告白という告白も無いまま、付き合うという段階を飛ばし、俺となまえはつい先日に役所で籍を入れたのだ。もちろん俺も彼女も18歳である。
結婚式は挙げていない。一応、俺の身の回りがしっかりとしてから行うつもりでいる。なまえも「待つ」と言ってくれたので同意の上だ。

籍を入れて変わったことはあるのかとよく質問を受けるが、正直言うと、彼女の姓が変わったぐらいだと思う。
籍を入れる前から同じ屋根の下で暮らしていたし、お互い知らないことはほぼ無いし………今だって、例のごとくなまえは俺の前髪を引っ張り、俺はそれを流しながらデッキの整理をしている。
まぁ、前髪を引っ張っているということは、構って欲しいという意思表示なのだろうが。


「ねぇー、カーイート」
「なんだ」


俺が溜め息を吐きながら顔を上げると、なまえは前髪から手を離した。


「あのさぁ」


彼女は離した手で頬杖をすると、いつも通りすぎる嫌らしい笑みを湛える。
俺が、どうした? と先の言葉を促すと、なまえは自らの下腹部に手を当てながら言った。


「子供って可愛いよね〜!」
「は?」


唐突すぎる言葉に、俺は手にしていたカードを机の上にばらまいてしまう。

なぜいきなり言い出したのか、そしてなぜ下腹部に手を当てているのか、俺は分からなかった。いや、後者は分かりたくなかった。
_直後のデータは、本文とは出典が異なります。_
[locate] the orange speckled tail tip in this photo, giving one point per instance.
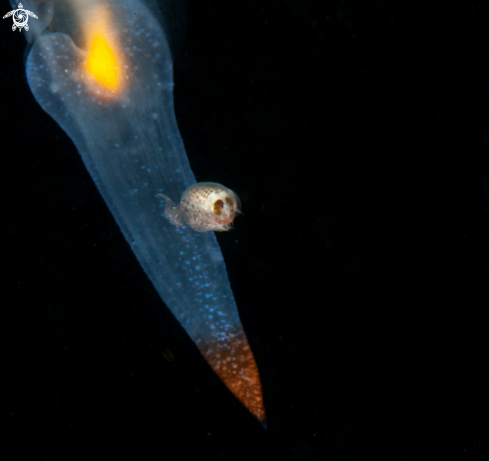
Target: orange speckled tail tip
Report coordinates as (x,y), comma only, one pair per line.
(234,363)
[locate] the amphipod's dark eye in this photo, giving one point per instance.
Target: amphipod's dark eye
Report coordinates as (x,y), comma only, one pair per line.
(218,204)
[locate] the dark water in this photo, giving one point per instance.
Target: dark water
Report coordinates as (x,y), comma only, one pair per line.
(356,136)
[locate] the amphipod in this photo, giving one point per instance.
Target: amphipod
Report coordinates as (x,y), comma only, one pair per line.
(205,206)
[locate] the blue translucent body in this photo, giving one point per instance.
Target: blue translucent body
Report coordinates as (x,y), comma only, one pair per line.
(133,150)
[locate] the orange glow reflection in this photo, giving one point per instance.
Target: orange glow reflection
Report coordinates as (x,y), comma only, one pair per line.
(101,62)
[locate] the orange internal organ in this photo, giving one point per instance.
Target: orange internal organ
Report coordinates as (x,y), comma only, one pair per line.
(101,62)
(233,362)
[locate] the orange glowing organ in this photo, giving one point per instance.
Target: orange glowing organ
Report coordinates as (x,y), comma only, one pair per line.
(101,62)
(114,98)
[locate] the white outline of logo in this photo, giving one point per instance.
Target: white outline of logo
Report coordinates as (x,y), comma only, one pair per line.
(20,17)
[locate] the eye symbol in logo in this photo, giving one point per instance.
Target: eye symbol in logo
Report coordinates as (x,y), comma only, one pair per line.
(20,17)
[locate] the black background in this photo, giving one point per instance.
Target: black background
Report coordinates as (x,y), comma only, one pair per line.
(356,135)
「いやー、ハルト見てるとやっぱ子供っていいなーって思ったのよ」
「……そうか」
「子供って純粋で可愛いよね〜!私は女の子が欲しいな!」


カイトもそう思うよね! 俺に同意を求めてくる彼女に、俺はやはり溜め息しか出ない。
こいつは本当に、俺と夫婦であることを忘れでもしているのか。それとも作為的なのか……。


「なまえ……あんまりバカなことは言うな」
「バカなことじゃ無いよ?」


なまえはそう言うと、いつかみたいに身体を乗り出し俺の唇に自分のソレを重ねる。


「私、カイトの子供産みたい」


彼女は照れたように微笑み、俺の前髪をくいっ と引っ張った。
俺は彼女の頭に手を回し、今度はこちらからキスを落とす。やられてばかりでは、釈然としない。

長らく付けていた唇を離し、俺は出来る限り低い声で彼女の耳に言葉を落とした。



「安心しろ。俺だってお前以外に子供を産んでもらうつもりなんてない」



俺の言葉に身を捩ったなまえを、俺は優しく抱き締めた。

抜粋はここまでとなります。